What's actually happening
Start with the surprise: sunlight is not yellow. It is every colour at once, blended so thoroughly that we call the blend "white". You only see the ingredients when something pulls them apart — a prism, a raindrop, or, as it turns out, the entire atmosphere.
Air molecules are thousands of times smaller than a wave of visible light, and tiny obstacles like that are picky about what they deflect. A light wave passing a molecule shakes its electrons, and the molecule re-radiates the wave in a new direction. Short, choppy blue waves shake those electrons far more violently than long, lazy red ones — about five to six times more. So as sunlight crosses the sky, blue light keeps getting knocked off course, bouncing molecule to molecule, until it finally reaches your eye from every direction at once. Look anywhere but at the sun and what you see is that rerouted blue.

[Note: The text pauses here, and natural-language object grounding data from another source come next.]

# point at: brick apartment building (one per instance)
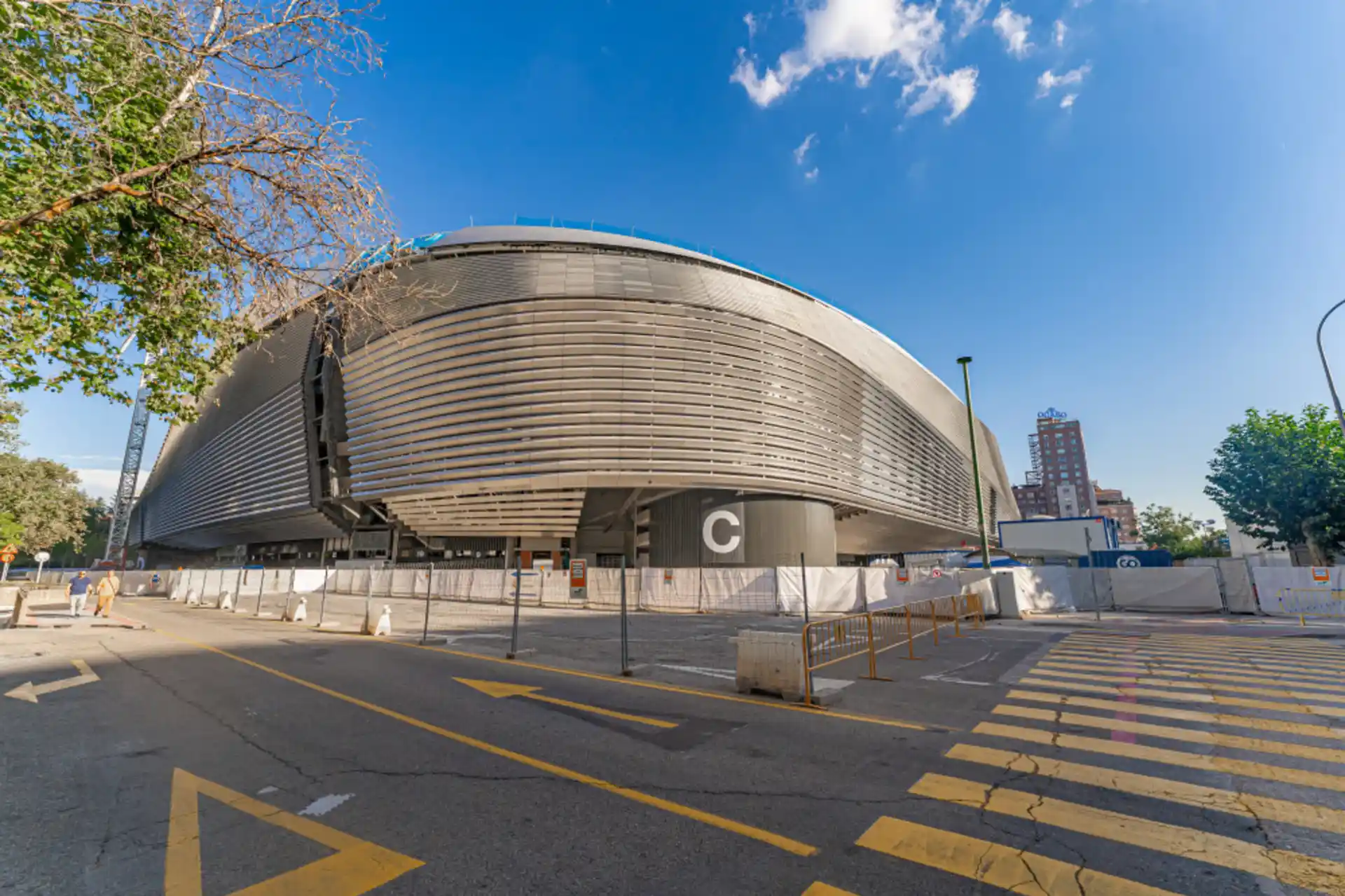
(1058, 483)
(1112, 504)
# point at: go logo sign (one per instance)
(732, 529)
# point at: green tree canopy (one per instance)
(1282, 478)
(163, 179)
(1178, 533)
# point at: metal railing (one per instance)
(833, 641)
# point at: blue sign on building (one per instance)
(1129, 558)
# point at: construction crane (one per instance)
(116, 551)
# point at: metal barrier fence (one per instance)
(833, 641)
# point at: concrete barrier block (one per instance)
(770, 662)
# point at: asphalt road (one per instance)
(217, 754)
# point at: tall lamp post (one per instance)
(975, 463)
(1327, 368)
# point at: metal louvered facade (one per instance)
(516, 374)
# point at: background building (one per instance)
(553, 393)
(1112, 504)
(1058, 483)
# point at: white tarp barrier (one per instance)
(605, 587)
(1293, 591)
(1176, 590)
(670, 590)
(832, 590)
(1091, 588)
(1236, 581)
(739, 590)
(1042, 590)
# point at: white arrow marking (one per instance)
(32, 692)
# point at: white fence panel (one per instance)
(1292, 591)
(670, 590)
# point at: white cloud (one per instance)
(957, 88)
(801, 152)
(1013, 29)
(972, 13)
(1049, 80)
(865, 33)
(102, 483)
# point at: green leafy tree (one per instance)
(163, 179)
(43, 497)
(1282, 478)
(1178, 533)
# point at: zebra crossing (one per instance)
(1228, 733)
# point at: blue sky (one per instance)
(1150, 256)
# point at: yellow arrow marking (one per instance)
(504, 689)
(29, 692)
(357, 868)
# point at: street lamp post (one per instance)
(975, 464)
(1327, 368)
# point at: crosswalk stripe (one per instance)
(1189, 685)
(1282, 865)
(1184, 715)
(1298, 646)
(1301, 678)
(1168, 732)
(1225, 801)
(1189, 697)
(1327, 663)
(1169, 672)
(1223, 764)
(1016, 871)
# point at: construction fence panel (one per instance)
(832, 590)
(670, 590)
(1301, 591)
(739, 591)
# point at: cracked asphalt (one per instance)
(969, 774)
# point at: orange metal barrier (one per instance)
(833, 641)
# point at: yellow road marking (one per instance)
(355, 868)
(502, 689)
(1016, 871)
(826, 890)
(1288, 645)
(1189, 697)
(1203, 666)
(1172, 672)
(1225, 801)
(1239, 855)
(552, 769)
(1185, 715)
(1168, 757)
(1189, 685)
(1168, 732)
(1215, 653)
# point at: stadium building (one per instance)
(567, 392)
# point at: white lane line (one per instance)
(324, 805)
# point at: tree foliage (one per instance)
(1282, 478)
(163, 178)
(1178, 533)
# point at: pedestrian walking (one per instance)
(78, 592)
(106, 593)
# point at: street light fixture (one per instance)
(1327, 369)
(975, 464)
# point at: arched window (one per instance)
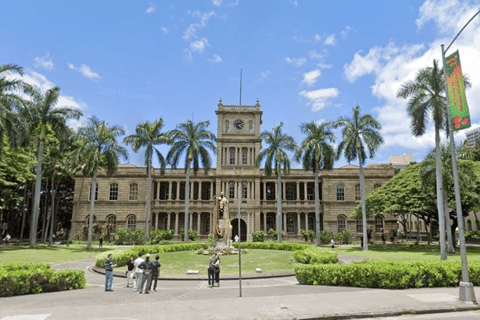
(379, 224)
(340, 192)
(90, 192)
(231, 191)
(131, 222)
(133, 194)
(270, 223)
(112, 221)
(244, 155)
(359, 226)
(342, 223)
(113, 192)
(290, 225)
(232, 156)
(357, 193)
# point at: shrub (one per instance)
(258, 236)
(388, 274)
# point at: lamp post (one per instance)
(466, 287)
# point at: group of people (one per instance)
(214, 270)
(144, 271)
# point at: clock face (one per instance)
(238, 125)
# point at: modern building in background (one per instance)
(120, 199)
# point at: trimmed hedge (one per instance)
(313, 255)
(388, 274)
(16, 279)
(121, 256)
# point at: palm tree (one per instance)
(43, 116)
(358, 133)
(101, 150)
(147, 136)
(316, 154)
(279, 143)
(426, 96)
(192, 140)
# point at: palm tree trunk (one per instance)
(448, 226)
(92, 204)
(441, 216)
(279, 207)
(317, 210)
(187, 202)
(362, 195)
(148, 201)
(36, 201)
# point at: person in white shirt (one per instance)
(138, 273)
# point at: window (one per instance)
(244, 155)
(359, 226)
(232, 156)
(131, 222)
(340, 192)
(133, 195)
(379, 224)
(244, 191)
(342, 223)
(112, 221)
(231, 191)
(113, 192)
(90, 192)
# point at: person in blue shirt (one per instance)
(109, 272)
(155, 273)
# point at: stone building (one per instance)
(121, 201)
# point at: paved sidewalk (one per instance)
(276, 298)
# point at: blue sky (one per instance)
(130, 61)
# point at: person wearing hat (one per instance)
(147, 267)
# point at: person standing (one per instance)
(147, 267)
(109, 272)
(217, 270)
(138, 272)
(211, 270)
(155, 273)
(129, 271)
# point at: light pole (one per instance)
(466, 287)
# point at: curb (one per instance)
(363, 315)
(121, 274)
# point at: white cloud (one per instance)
(309, 78)
(216, 58)
(318, 99)
(43, 62)
(331, 40)
(296, 61)
(150, 9)
(191, 31)
(85, 71)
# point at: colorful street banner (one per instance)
(456, 93)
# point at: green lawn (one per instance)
(45, 254)
(267, 260)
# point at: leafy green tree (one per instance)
(101, 150)
(148, 136)
(44, 115)
(191, 140)
(359, 135)
(316, 154)
(278, 145)
(426, 97)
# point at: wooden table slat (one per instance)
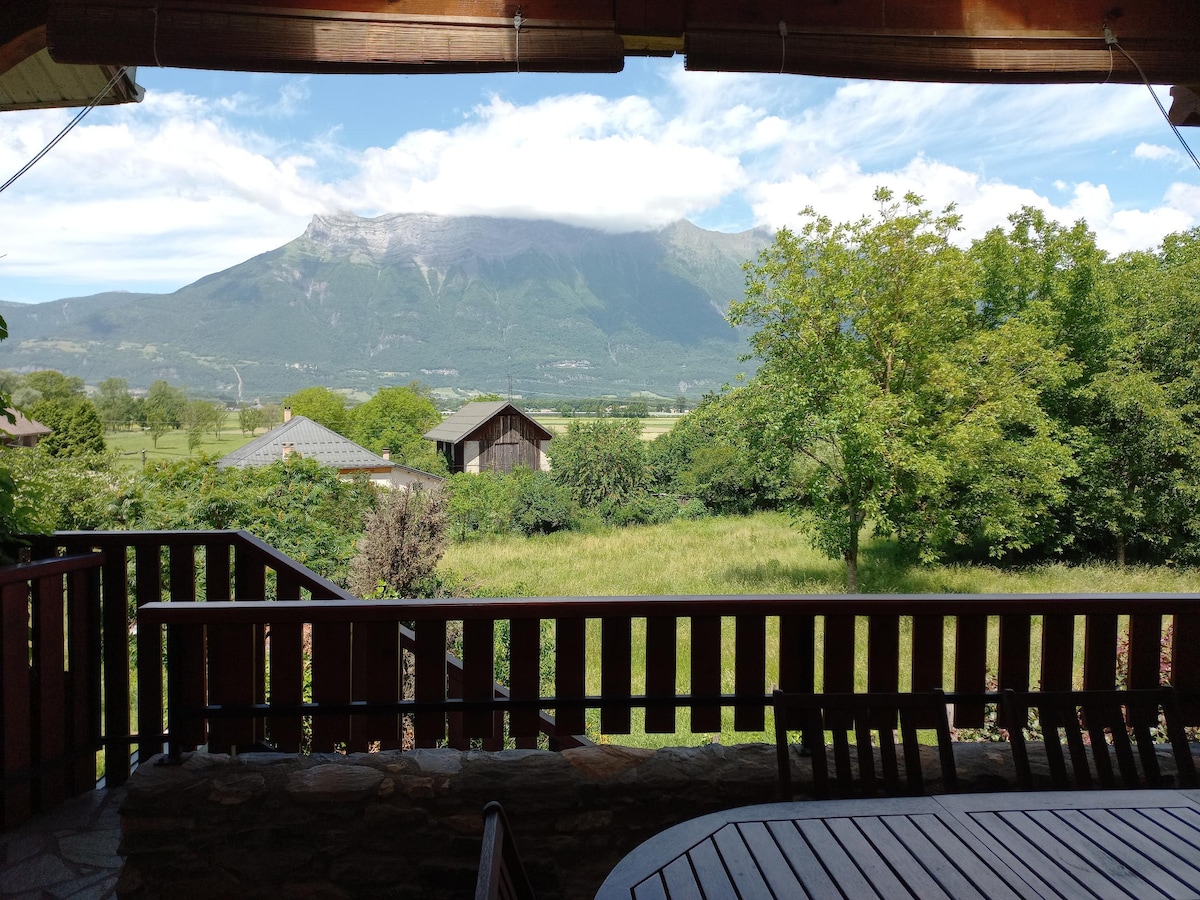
(780, 880)
(741, 864)
(841, 868)
(802, 859)
(959, 871)
(910, 869)
(1055, 852)
(1129, 843)
(1102, 844)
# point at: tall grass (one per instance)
(765, 553)
(757, 555)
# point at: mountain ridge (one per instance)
(460, 303)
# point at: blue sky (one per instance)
(213, 168)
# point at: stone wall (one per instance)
(407, 825)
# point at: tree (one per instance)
(403, 540)
(77, 429)
(321, 405)
(603, 463)
(881, 373)
(251, 419)
(114, 403)
(163, 409)
(49, 384)
(397, 419)
(711, 455)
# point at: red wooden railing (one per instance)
(49, 683)
(357, 659)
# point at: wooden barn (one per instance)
(491, 437)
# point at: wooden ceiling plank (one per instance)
(257, 42)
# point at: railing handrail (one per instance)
(904, 605)
(47, 568)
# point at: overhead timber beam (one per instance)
(345, 36)
(907, 40)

A fair follow-up: violet scatters even more than blue, so why isn't the sky violet? Two reasons. The sun emits less violet than blue in the first place, and your eyes are much less sensitive to it. The sky is technically violet-ish; your hardware votes blue.
- 1Fill a tall glass with water and stir in a few drops of milk — that is your atmosphere.
- 2Shine a phone torch through it from the side, in a dark room. Looking at the glass from the front, the liquid glows faintly blue: short wavelengths scattering toward you.
- 3Now look at the torch through the glass. The beam itself looks orange — the blue has been scattered out of it, exactly like a sunset.